Architecture: To commemorate the 400th year of Zhabdrung Ngawang Namgyal’s arrival in the country, Her Majesty The Gyalyum Sangay Choden Wangchuck inaugurated a bazam at Pangrizampa, Thimphu yesterday.

Built on the inspiration, patronage, and advise of Her Majesty, the 17-metre wooden cantilever bridge adds a major component to the monastery.

Her Majesty The Gyalyum said that it was most auspicious that the bridge is now restored to its past glory as the country celebrates these historic occasions – the birth year of Guru Rinpoche, the 60th birth anniversary of the Fourth Druk Gyalpo and the birth of the HRH Gyalsey.

“The hope and assurance of yet another generation of unprecedented leadership and continuance of the legacy of monarchs in the service of the people,” Her Majesty said.

The bazams have architectural, cultural, and religious significance.  Given the geographical terrain Bhutanese ancestors have always relied on the bridges for travel across many steep valleys and rushing rivers.

“These bridges have always remained the fundamental part of our livelihood and survival.
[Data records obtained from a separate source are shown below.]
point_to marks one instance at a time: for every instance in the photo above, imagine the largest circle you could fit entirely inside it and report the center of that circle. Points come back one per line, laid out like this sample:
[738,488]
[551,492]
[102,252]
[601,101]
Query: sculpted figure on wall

But with modernisation it has become significantly important and challenging to restore and preserve such national monuments not only for their unmatched architectural grandeur and utility, but also as a gift to our future generations,” Her Majesty said.

Lam Ngawang Choegyal an ancestor of Zhabdrung Rinpoche built Pangrizampa monastery in the 15th century. Zhabdrung had a vision of a raven perched on a tree near a monastery asking him to visit the southern lands. When he visited the country in 1616, he recognised the monastery from his vision and it became his first seat in the country.
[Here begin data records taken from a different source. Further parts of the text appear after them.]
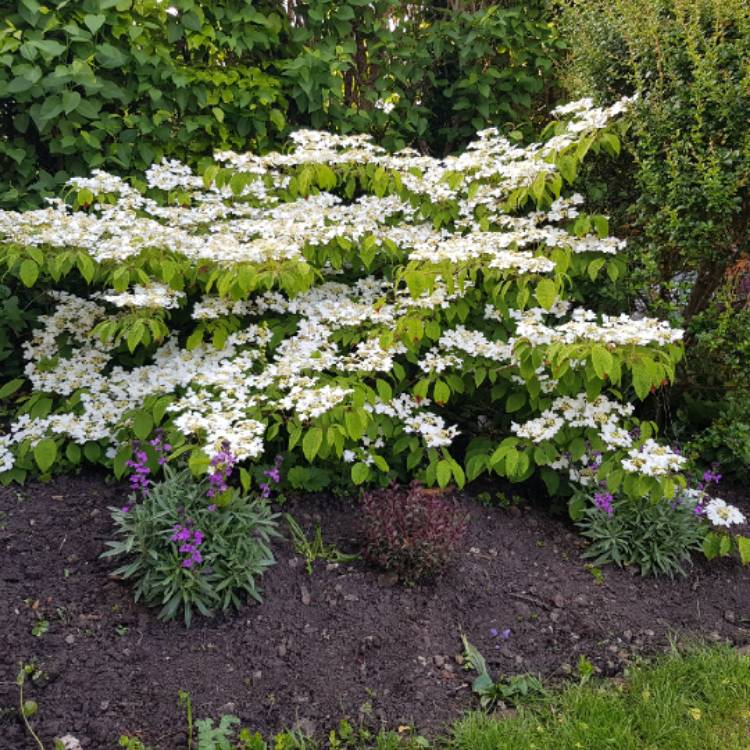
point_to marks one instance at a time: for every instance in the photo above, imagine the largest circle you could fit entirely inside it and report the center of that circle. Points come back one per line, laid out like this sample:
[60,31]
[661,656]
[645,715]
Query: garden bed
[345,641]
Thus, the monastery has great significance to the country and this traditional bridge has been an integral part of the monastery serving as the crucial mode of commute between the two communities on the either side of the river.

But the bridge wore out and only remnants remained until Her Majesty sought the works and human settlement ministry to build a bazam.

It took 20 artisans from 20 dzongkhags five months to complete the bridge with a budget of Nu five million.

Works and human settlement minister Dorji Choden said it was the ministry’s mandate to promote and preserve traditional Bhutanese architecture.

“The bazams are unique architecture of the country,” she said. “The ministry implemented it using local artisans and not hand over the project on contract to individuals.”

Her Majesty also awarded graduation certificates to five degree and four diploma graduates of the monastery who passed the central monk body’s examinations last year.